Some producers try to restrict their use of wooden, similar to Mohamed Mahamoud, 67, who mentioned he halved consumption by upgrading his gear. “I now use third-generation stainless-steel alembics, with an improved oven geared up with doorways and chimneys,” mentioned Mahamoud, who has grown and distilled ylang-ylang close to the city of Bambao Mtsanga for almost 45 years. Its wooden consumption has thus been lowered by half.
To keep away from encroaching on the forest, most of his wooden now comes from mango and breadfruit bushes he grows himself.
Some producers have in recent times switched to crude oil to gas their stills. However that prices twice as a lot wooden, mentioned one ylang-ylang exporter, who requested to stay nameless. And excessive electrical energy costs in Comoros imply that utilizing electrical vitality would price 10 occasions extra, “to not point out the lengthy durations of energy cuts”, he mentioned.
Drying rivers
A part of the drive to scale back wooden consumption comes from an alarming remark: not solely is deforestation stripping Anjouan’s mountains, additionally it is drying up its rivers.

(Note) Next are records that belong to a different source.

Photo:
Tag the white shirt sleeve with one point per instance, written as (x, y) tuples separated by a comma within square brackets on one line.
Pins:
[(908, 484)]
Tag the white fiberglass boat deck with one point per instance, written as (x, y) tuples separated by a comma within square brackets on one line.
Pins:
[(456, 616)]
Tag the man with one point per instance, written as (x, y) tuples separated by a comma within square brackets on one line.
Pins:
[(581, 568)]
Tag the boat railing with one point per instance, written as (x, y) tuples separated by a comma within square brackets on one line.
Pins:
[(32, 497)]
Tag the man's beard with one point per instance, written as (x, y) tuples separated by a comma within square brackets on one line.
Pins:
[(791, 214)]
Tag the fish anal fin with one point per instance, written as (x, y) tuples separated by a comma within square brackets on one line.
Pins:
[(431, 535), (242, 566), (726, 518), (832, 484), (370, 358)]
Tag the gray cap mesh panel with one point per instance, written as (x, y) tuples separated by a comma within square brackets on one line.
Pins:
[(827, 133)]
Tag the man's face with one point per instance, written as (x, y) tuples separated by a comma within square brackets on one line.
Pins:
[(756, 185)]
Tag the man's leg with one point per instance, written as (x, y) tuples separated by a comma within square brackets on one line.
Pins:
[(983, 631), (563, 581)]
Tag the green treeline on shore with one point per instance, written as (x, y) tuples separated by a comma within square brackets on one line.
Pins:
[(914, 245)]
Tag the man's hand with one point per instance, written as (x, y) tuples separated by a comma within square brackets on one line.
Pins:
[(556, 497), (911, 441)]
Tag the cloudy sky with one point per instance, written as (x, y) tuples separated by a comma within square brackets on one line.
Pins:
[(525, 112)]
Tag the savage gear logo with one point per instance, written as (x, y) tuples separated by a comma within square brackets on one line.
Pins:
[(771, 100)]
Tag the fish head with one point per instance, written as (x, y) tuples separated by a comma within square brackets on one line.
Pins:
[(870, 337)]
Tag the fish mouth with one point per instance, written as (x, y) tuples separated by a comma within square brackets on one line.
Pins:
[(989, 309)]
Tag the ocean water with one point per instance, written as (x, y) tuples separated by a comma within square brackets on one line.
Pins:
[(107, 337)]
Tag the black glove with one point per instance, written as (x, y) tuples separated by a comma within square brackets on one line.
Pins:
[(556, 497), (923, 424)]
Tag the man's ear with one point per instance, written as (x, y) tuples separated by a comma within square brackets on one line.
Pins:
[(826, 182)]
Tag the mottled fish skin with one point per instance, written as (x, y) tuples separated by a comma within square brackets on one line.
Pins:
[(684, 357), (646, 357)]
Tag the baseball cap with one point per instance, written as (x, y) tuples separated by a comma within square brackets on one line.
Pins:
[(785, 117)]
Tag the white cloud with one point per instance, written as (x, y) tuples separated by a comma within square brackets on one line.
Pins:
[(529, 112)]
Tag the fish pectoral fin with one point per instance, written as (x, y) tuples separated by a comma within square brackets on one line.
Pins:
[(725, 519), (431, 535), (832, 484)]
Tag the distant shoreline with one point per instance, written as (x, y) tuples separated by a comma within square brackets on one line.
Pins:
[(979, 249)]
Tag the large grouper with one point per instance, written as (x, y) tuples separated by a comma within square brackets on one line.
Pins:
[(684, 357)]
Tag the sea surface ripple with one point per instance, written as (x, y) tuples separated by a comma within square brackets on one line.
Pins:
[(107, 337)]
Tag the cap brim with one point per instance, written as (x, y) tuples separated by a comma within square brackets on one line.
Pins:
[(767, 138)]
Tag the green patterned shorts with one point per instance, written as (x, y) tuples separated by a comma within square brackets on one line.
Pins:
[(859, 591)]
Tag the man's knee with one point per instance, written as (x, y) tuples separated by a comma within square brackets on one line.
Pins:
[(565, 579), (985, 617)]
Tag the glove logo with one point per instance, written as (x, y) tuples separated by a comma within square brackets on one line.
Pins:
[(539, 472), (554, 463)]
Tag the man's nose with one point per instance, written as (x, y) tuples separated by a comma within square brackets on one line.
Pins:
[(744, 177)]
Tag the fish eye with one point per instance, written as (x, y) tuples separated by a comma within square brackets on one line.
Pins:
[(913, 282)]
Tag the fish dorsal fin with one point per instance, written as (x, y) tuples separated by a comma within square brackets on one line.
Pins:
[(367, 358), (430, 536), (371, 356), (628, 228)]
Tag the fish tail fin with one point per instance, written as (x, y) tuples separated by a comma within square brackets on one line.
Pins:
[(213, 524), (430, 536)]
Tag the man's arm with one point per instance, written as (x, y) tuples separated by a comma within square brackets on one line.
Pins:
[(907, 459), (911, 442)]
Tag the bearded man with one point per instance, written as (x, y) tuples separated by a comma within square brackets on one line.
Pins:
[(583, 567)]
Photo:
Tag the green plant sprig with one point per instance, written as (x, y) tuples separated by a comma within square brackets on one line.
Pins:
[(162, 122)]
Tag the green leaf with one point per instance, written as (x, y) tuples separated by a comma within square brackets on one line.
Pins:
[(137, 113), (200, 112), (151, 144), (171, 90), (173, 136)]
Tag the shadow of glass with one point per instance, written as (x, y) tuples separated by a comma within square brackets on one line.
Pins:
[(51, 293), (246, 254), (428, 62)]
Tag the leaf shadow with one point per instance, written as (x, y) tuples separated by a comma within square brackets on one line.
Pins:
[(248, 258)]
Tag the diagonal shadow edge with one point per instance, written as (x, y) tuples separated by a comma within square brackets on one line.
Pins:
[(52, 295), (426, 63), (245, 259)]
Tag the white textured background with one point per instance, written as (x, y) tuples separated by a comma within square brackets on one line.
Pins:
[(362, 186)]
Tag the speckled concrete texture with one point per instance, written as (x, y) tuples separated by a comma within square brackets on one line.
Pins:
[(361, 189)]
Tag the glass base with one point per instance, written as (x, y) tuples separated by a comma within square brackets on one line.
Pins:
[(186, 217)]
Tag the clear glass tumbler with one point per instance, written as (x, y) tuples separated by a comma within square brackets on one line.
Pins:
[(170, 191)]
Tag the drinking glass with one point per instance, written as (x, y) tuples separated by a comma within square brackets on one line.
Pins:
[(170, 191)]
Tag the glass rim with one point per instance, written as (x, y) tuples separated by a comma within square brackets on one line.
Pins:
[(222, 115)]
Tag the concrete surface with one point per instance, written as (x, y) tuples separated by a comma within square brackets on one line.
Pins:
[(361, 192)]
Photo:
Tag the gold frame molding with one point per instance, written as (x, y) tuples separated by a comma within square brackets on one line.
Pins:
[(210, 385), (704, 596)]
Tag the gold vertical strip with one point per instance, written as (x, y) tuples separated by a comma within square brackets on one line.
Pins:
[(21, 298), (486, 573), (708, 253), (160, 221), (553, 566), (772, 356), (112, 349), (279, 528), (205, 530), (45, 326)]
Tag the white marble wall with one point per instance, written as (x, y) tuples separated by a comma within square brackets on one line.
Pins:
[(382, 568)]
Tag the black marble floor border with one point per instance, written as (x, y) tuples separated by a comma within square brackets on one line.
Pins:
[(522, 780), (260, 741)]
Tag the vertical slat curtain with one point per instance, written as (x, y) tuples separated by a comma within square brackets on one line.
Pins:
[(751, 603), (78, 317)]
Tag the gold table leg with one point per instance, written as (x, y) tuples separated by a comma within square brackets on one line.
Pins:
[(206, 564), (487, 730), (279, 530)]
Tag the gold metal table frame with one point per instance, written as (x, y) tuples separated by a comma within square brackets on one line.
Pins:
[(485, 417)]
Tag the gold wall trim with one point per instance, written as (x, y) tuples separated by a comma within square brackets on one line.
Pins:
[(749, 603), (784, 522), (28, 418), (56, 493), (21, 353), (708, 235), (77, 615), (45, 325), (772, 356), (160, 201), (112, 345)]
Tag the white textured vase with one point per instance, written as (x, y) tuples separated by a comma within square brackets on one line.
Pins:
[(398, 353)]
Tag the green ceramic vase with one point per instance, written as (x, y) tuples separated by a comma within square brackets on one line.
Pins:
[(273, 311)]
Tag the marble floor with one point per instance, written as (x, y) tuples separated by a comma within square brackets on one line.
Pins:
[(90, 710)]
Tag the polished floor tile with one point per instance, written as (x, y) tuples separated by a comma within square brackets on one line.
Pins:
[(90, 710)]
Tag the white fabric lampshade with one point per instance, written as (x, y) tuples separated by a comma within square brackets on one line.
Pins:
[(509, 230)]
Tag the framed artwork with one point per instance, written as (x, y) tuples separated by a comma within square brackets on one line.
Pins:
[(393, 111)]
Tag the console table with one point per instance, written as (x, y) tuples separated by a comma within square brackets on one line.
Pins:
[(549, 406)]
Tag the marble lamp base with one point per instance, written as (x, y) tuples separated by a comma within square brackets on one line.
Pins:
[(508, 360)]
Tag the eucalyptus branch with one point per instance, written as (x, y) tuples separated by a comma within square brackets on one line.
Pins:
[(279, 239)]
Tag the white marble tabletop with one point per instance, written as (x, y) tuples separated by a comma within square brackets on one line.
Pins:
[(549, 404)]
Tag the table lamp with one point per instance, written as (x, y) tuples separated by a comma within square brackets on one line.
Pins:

Forests are important for “the infiltration of water that feeds rivers and aquifers… like a sponge that retains water and releases it progressively”, mentioned hydroclimatologist Abdoul Oubeidillah.
“In 1925, there have been 50 rivers with a powerful year-round stream of water,” mentioned Bastoini Chaambani, from the environmental safety NGO Dayima. “In the present day, there are fewer than 10 rivers that stream constantly.”
Restoring forest areas
The brown and barren patches on the slopes are starkly seen from the headquarters of Dahari, a number one organisation within the struggle towards deforestation, primarily based within the hills of Mutsamudu.
The NGO final yr launched a reforestation programme, working hand-in-hand with native farmers who’re referred to as “water guardians” (“Walezi wa ya maji”).
Below a five-year conservation contract, the farmers decide to replanting their land or leaving it fallow in change for monetary compensation, mentioned one of many challenge’s managers, Misbahou Mohamed.
The primary part has included 30 farmers, with compensation paid out after inspection of the plots.
The Comoros authorities has in the meantime introduced it additionally intends to participate in reforestation efforts. “We are going to do every little thing we are able to to avoid wasting what little forest we’ve left,” mentioned the atmosphere minister.